Hackers Hit Mt. Gox Exchange's CEO, Claim To Publish Evidence Of Fraud. - teawithcarl
http://www.forbes.com/sites/andygreenberg/2014/03/09/hackers-hit-mt-gox-exchanges-ceo-claim-to-publish-evidence-of-fraud/

======
DrStalker
How does the DB dump show fraud? I can see the DB shows they have half a
million bitcoins, but if Gox's claims are true then the problem is the DB
doesn't match reality; their DB will show they have coins but their wallet is
empty.

There are plenty of things to distrust about Mt Gox, but this isn't evidence
of anything other than a security vulnerability that allows their DB to be
stolen. (which is a big problem on it's own when you're in finance, but Mt Gox
is past the point where being hacked again will hurt their reputation in any
meaningful way)

------
fragsworth
> "a user on the BitcoinTalk forum posted a message–since deleted by the
> forum’s moderators–claiming to be offering for sale a 20 gigabyte stolen
> database from Mt.
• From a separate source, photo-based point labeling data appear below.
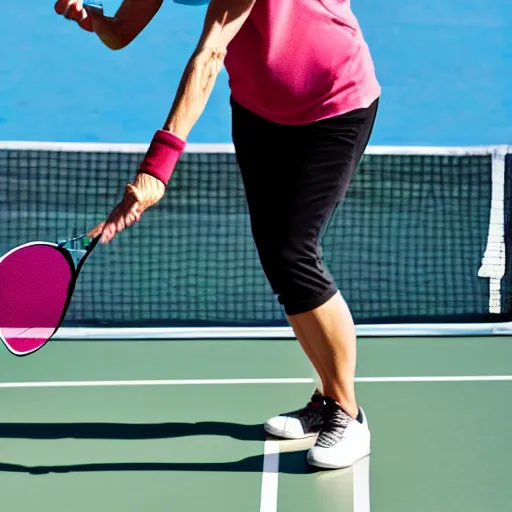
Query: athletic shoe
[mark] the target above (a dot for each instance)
(299, 424)
(342, 441)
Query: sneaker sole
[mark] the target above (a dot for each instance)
(286, 435)
(334, 466)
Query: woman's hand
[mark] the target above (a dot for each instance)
(74, 10)
(145, 192)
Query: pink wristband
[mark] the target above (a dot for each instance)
(162, 155)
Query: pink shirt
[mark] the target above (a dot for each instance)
(299, 61)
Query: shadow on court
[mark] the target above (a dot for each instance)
(293, 463)
(130, 430)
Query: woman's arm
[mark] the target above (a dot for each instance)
(224, 18)
(118, 32)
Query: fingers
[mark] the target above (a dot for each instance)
(96, 231)
(121, 218)
(75, 11)
(70, 9)
(135, 201)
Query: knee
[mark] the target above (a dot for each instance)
(297, 276)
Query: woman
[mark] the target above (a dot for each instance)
(304, 99)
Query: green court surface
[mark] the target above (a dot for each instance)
(143, 426)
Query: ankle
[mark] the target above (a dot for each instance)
(349, 406)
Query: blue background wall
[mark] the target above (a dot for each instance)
(445, 67)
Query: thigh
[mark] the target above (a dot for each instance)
(295, 176)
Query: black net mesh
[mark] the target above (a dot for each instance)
(406, 245)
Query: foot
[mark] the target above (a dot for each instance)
(342, 441)
(299, 424)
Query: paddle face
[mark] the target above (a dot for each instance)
(36, 284)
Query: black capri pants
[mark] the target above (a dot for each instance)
(294, 178)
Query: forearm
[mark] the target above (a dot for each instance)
(194, 91)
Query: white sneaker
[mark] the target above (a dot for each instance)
(299, 424)
(342, 441)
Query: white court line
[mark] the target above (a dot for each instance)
(361, 485)
(192, 382)
(270, 477)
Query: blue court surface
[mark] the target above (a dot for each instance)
(444, 67)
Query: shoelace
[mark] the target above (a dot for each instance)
(336, 422)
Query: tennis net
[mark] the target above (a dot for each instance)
(423, 236)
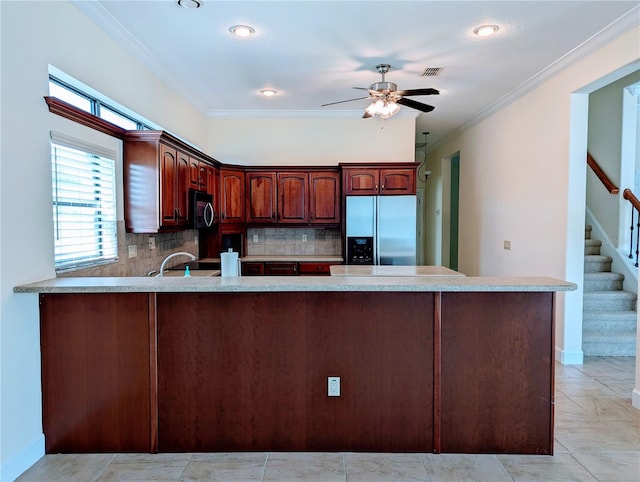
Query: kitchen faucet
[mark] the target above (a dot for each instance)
(179, 253)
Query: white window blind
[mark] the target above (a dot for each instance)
(84, 203)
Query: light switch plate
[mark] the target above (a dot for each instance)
(133, 251)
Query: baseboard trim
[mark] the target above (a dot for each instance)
(18, 464)
(569, 357)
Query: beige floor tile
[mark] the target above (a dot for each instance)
(538, 468)
(619, 467)
(143, 467)
(370, 467)
(67, 467)
(462, 468)
(601, 437)
(294, 467)
(223, 467)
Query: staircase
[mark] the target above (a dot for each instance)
(609, 313)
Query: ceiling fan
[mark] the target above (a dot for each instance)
(386, 98)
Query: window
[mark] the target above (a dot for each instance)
(84, 203)
(93, 105)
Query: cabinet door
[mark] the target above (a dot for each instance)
(168, 174)
(261, 197)
(197, 174)
(397, 181)
(364, 182)
(213, 188)
(182, 188)
(232, 196)
(324, 198)
(293, 197)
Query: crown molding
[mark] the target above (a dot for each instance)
(615, 29)
(107, 22)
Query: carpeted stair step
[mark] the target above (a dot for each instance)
(610, 347)
(609, 301)
(592, 246)
(594, 263)
(603, 281)
(614, 322)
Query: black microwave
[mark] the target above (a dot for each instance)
(202, 212)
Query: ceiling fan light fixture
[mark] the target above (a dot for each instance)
(190, 4)
(242, 30)
(485, 30)
(382, 108)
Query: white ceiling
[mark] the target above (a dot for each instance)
(315, 52)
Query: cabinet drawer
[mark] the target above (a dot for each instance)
(252, 269)
(281, 269)
(315, 268)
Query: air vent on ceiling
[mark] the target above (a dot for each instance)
(432, 71)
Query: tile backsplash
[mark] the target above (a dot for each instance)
(147, 260)
(288, 241)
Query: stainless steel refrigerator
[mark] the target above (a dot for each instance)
(381, 230)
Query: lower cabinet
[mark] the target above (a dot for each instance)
(286, 268)
(248, 372)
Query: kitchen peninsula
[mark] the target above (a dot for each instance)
(426, 363)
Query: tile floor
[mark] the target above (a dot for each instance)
(597, 434)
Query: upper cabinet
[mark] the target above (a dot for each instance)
(261, 197)
(231, 196)
(294, 197)
(380, 179)
(324, 197)
(156, 182)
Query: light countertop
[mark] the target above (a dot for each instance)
(351, 270)
(217, 284)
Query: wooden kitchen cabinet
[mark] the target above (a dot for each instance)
(213, 189)
(231, 196)
(261, 197)
(293, 197)
(197, 174)
(156, 182)
(313, 268)
(380, 180)
(324, 197)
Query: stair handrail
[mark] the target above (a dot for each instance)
(635, 208)
(604, 179)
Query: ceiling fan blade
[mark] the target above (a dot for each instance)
(427, 91)
(342, 101)
(415, 105)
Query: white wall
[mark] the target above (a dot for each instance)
(522, 178)
(36, 34)
(307, 141)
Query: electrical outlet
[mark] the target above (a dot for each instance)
(333, 387)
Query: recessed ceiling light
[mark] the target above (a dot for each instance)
(191, 4)
(485, 30)
(242, 30)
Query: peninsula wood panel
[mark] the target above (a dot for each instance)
(249, 371)
(95, 372)
(497, 373)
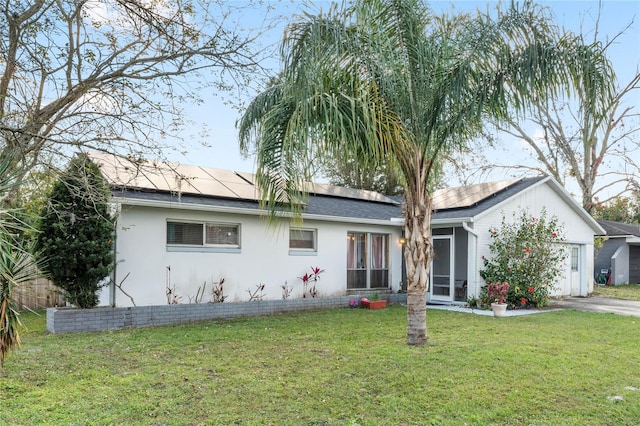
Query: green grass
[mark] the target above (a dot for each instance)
(339, 367)
(625, 291)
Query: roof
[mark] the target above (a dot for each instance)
(620, 229)
(124, 172)
(492, 195)
(176, 185)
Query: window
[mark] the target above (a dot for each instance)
(184, 233)
(302, 240)
(222, 235)
(367, 260)
(203, 234)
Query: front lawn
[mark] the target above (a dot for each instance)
(624, 291)
(338, 367)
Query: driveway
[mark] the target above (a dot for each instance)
(598, 304)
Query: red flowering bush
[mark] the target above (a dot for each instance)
(528, 254)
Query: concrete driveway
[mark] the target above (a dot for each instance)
(598, 304)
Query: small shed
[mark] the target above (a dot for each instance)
(618, 260)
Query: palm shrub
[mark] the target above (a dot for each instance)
(17, 265)
(528, 254)
(76, 233)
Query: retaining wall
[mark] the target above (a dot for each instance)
(71, 320)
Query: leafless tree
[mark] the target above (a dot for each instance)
(113, 75)
(597, 153)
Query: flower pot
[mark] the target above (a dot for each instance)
(499, 309)
(374, 304)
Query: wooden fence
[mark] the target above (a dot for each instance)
(38, 294)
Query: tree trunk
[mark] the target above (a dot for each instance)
(418, 255)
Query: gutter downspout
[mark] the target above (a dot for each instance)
(472, 267)
(112, 285)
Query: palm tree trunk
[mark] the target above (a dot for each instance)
(418, 255)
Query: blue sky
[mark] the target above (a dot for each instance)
(222, 142)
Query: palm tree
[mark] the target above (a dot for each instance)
(387, 80)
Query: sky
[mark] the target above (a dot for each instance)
(222, 149)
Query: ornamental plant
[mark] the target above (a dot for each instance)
(309, 281)
(497, 292)
(528, 253)
(76, 233)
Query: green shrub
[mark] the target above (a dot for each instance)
(76, 233)
(528, 254)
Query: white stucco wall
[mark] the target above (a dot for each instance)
(263, 258)
(534, 200)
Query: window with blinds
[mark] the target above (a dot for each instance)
(203, 234)
(184, 233)
(222, 235)
(302, 239)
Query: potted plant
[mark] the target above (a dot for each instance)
(498, 294)
(374, 303)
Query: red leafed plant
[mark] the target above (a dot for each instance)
(309, 281)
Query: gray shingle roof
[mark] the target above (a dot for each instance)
(328, 206)
(488, 202)
(620, 228)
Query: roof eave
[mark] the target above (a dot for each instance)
(249, 212)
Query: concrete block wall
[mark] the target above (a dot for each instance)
(71, 320)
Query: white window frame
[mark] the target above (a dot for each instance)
(367, 267)
(204, 247)
(301, 251)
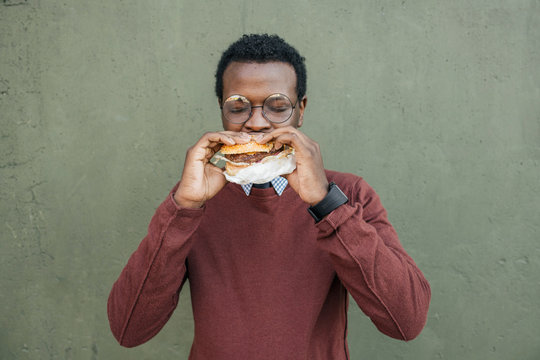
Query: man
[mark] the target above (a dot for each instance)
(268, 278)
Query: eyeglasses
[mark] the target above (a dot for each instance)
(276, 108)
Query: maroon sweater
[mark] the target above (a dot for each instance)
(266, 281)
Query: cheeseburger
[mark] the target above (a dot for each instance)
(256, 163)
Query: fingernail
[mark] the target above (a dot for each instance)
(259, 137)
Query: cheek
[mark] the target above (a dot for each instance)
(227, 126)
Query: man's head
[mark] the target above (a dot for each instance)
(261, 72)
(262, 48)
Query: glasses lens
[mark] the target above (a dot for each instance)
(278, 108)
(236, 109)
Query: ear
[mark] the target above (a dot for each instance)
(301, 108)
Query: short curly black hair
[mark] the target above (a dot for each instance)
(262, 48)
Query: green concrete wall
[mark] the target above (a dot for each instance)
(435, 103)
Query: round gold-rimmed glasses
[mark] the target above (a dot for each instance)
(276, 108)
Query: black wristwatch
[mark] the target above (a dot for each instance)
(334, 199)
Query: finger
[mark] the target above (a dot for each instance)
(296, 140)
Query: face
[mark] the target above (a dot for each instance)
(256, 81)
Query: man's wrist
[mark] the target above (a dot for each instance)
(334, 199)
(187, 203)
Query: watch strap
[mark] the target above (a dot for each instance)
(334, 199)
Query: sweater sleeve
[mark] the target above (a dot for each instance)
(373, 266)
(146, 293)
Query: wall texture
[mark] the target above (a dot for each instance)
(439, 102)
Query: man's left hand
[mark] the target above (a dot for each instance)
(308, 179)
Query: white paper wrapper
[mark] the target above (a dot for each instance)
(264, 171)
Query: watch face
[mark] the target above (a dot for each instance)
(334, 199)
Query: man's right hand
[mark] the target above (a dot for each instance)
(201, 180)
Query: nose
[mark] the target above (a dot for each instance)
(257, 122)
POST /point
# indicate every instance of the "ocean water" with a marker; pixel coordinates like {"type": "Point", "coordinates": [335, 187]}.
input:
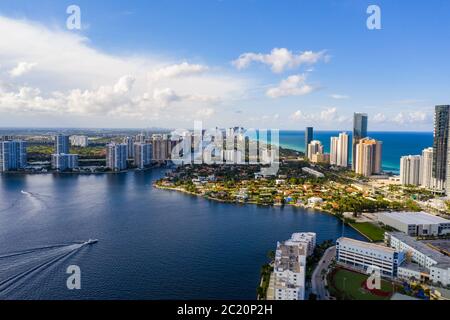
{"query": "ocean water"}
{"type": "Point", "coordinates": [395, 144]}
{"type": "Point", "coordinates": [153, 244]}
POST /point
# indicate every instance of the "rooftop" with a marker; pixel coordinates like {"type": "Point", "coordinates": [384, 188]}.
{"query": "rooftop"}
{"type": "Point", "coordinates": [367, 245]}
{"type": "Point", "coordinates": [415, 217]}
{"type": "Point", "coordinates": [440, 258]}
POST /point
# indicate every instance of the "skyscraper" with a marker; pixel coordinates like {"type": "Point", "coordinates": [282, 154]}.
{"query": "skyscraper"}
{"type": "Point", "coordinates": [410, 170]}
{"type": "Point", "coordinates": [440, 146]}
{"type": "Point", "coordinates": [142, 154]}
{"type": "Point", "coordinates": [426, 168]}
{"type": "Point", "coordinates": [116, 156]}
{"type": "Point", "coordinates": [309, 136]}
{"type": "Point", "coordinates": [129, 141]}
{"type": "Point", "coordinates": [334, 150]}
{"type": "Point", "coordinates": [314, 147]}
{"type": "Point", "coordinates": [13, 155]}
{"type": "Point", "coordinates": [359, 132]}
{"type": "Point", "coordinates": [342, 150]}
{"type": "Point", "coordinates": [62, 144]}
{"type": "Point", "coordinates": [368, 157]}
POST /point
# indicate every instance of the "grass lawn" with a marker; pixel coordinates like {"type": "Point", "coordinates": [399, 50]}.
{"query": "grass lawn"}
{"type": "Point", "coordinates": [373, 232]}
{"type": "Point", "coordinates": [349, 285]}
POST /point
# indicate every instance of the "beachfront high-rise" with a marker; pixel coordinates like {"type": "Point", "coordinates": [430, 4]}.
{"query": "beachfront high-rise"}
{"type": "Point", "coordinates": [368, 157]}
{"type": "Point", "coordinates": [339, 150]}
{"type": "Point", "coordinates": [142, 154]}
{"type": "Point", "coordinates": [116, 156]}
{"type": "Point", "coordinates": [13, 155]}
{"type": "Point", "coordinates": [309, 136]}
{"type": "Point", "coordinates": [426, 168]}
{"type": "Point", "coordinates": [410, 170]}
{"type": "Point", "coordinates": [62, 144]}
{"type": "Point", "coordinates": [359, 132]}
{"type": "Point", "coordinates": [440, 146]}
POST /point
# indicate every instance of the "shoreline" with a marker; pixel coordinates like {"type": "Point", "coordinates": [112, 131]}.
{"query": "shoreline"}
{"type": "Point", "coordinates": [254, 203]}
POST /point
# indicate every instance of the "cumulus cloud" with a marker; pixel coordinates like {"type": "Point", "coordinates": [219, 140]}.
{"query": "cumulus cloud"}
{"type": "Point", "coordinates": [326, 115]}
{"type": "Point", "coordinates": [177, 70]}
{"type": "Point", "coordinates": [292, 86]}
{"type": "Point", "coordinates": [339, 96]}
{"type": "Point", "coordinates": [75, 78]}
{"type": "Point", "coordinates": [280, 59]}
{"type": "Point", "coordinates": [21, 69]}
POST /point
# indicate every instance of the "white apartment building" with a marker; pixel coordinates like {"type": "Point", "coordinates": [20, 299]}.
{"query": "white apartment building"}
{"type": "Point", "coordinates": [426, 168]}
{"type": "Point", "coordinates": [307, 239]}
{"type": "Point", "coordinates": [415, 223]}
{"type": "Point", "coordinates": [62, 161]}
{"type": "Point", "coordinates": [289, 272]}
{"type": "Point", "coordinates": [79, 141]}
{"type": "Point", "coordinates": [116, 156]}
{"type": "Point", "coordinates": [13, 155]}
{"type": "Point", "coordinates": [314, 147]}
{"type": "Point", "coordinates": [437, 263]}
{"type": "Point", "coordinates": [410, 170]}
{"type": "Point", "coordinates": [363, 255]}
{"type": "Point", "coordinates": [339, 150]}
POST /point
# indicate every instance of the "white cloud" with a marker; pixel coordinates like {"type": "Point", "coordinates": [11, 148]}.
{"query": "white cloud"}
{"type": "Point", "coordinates": [280, 59]}
{"type": "Point", "coordinates": [329, 115]}
{"type": "Point", "coordinates": [177, 70]}
{"type": "Point", "coordinates": [21, 69]}
{"type": "Point", "coordinates": [75, 79]}
{"type": "Point", "coordinates": [339, 96]}
{"type": "Point", "coordinates": [292, 86]}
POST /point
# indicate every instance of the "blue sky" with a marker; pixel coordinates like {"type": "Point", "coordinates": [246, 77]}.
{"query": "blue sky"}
{"type": "Point", "coordinates": [396, 74]}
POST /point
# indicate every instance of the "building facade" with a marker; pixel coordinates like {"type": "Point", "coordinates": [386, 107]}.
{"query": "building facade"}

Gox, including the personal details of all its users and
> even scans of their passports."

 _Incredibly unbelievable_. It's not enough that they stole bitcoins from me.
Their site made no mention of how I wouldn't be able to withdraw them for
months without verification - it said "Your limit is 100BTC" and I was willing
to take the risk of them holding my coins for a day or two so I could sell and
buy back based on recent news. Only to find out by surprise that my risk
extended for months while I was required to send them my private documents.

But also, like a slap in the face, instead of turning their servers off once
they declared bankruptcy, they now they let the hacker world have access to
photocopies of my driver's license, passport, home address, and gas bill?

I can't even begin to express the rage I have for this man and his lies and
incompetence. I have never hated someone so much in my entire life.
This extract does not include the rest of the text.